The special kind of enthusiasm engendered by one-make clubs was demonstrated over the weekend of May 20-21 at the Bull Nose Morris Club’s Spring Rally. Based at Ruthin in Clwyd, it took in a trip on the Llangollen Canal (including the famous viaduct), a night and a Welsh medieval banquet in a hotel built in 1296, a 40-mile scenic run, lunch at a 400-year-old hotel and a visit to Chirk Castle. No wonder Morrises came from far and wide — the oldest (Bill Head’s 1917 Cowley coupe) from Yorkshire and others from Hampshire and Sussex.
We counted twelve Cowleys and two Oxfords, and were reminded that you can tell one from the other by the former’s three-stud wheels. Louis Bull’s 1924 Cowley two-seater was fitted with bumpers, Bill Cooke came in his 1924 Cowley Occasional-Four (or Chummy to you), and Tom Leake’s 1923 Cowley coupe had also come down from Yorkshire.
The route defeated one car near the summit of the steepest hill, and unfortunately broke a con-rod and cracked the head of another; otherwise, there were no problems.

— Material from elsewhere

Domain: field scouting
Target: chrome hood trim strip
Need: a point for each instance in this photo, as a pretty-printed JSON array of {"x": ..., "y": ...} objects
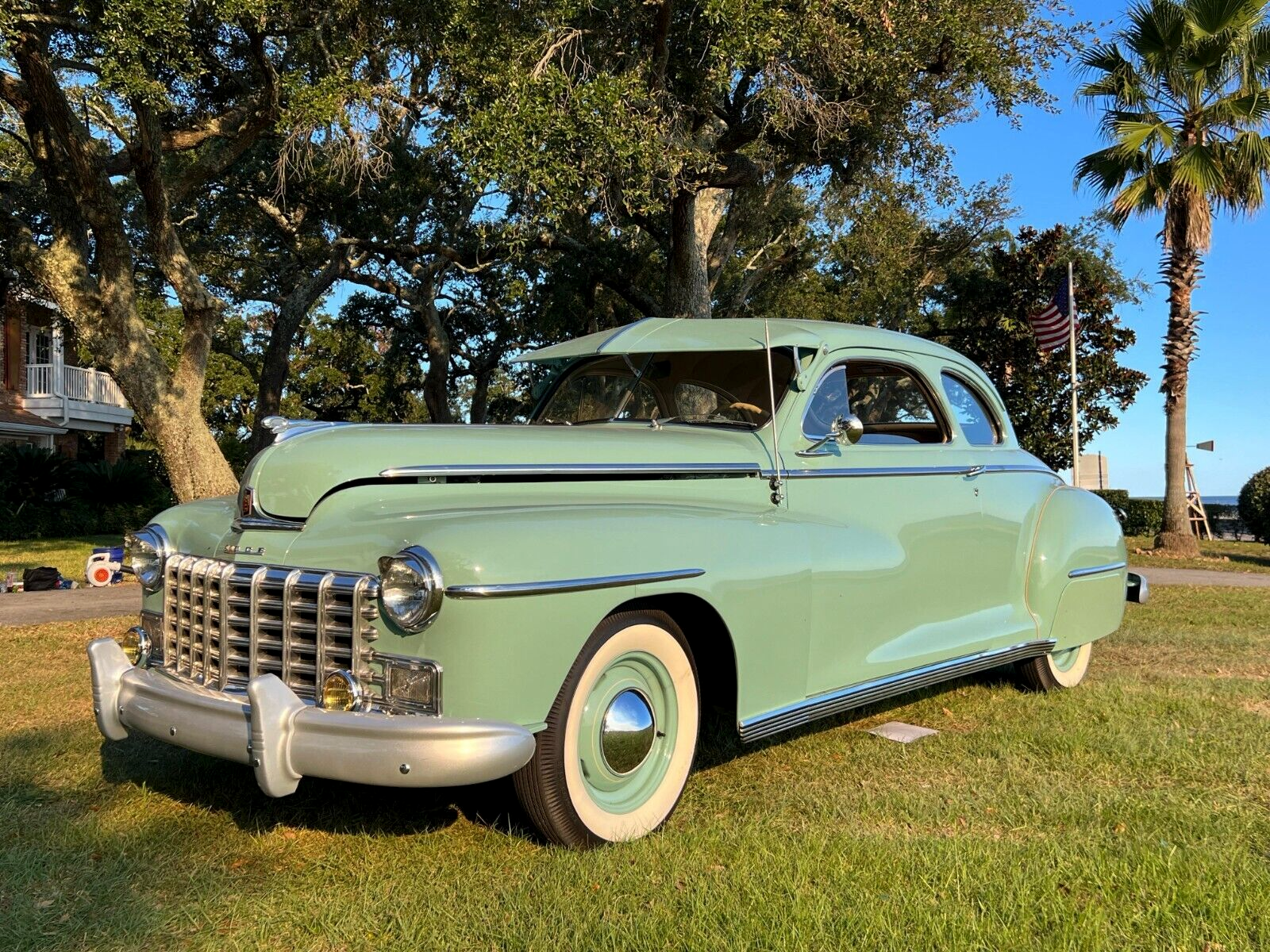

We noted that many bullnoses were carrying Shell petrol cans (one supplied by Morris Cars themselves) and the ex-Hon Sec’s Cowley two-seater sported two, whereas Read’s flat-nose Oxford coupe preferred a Pratt’s can and Clarke’s flat-rad Cowley tourer with brass lamps also advertised Pratt’s Perfection Spirit.
The sun shone, the Welsh by-roads were delightfully free of traffic, and Llanarmon Dyffryn Ceiriog made a peaceful second-day lunch-stop. Which is how such one-make get-togethers should be.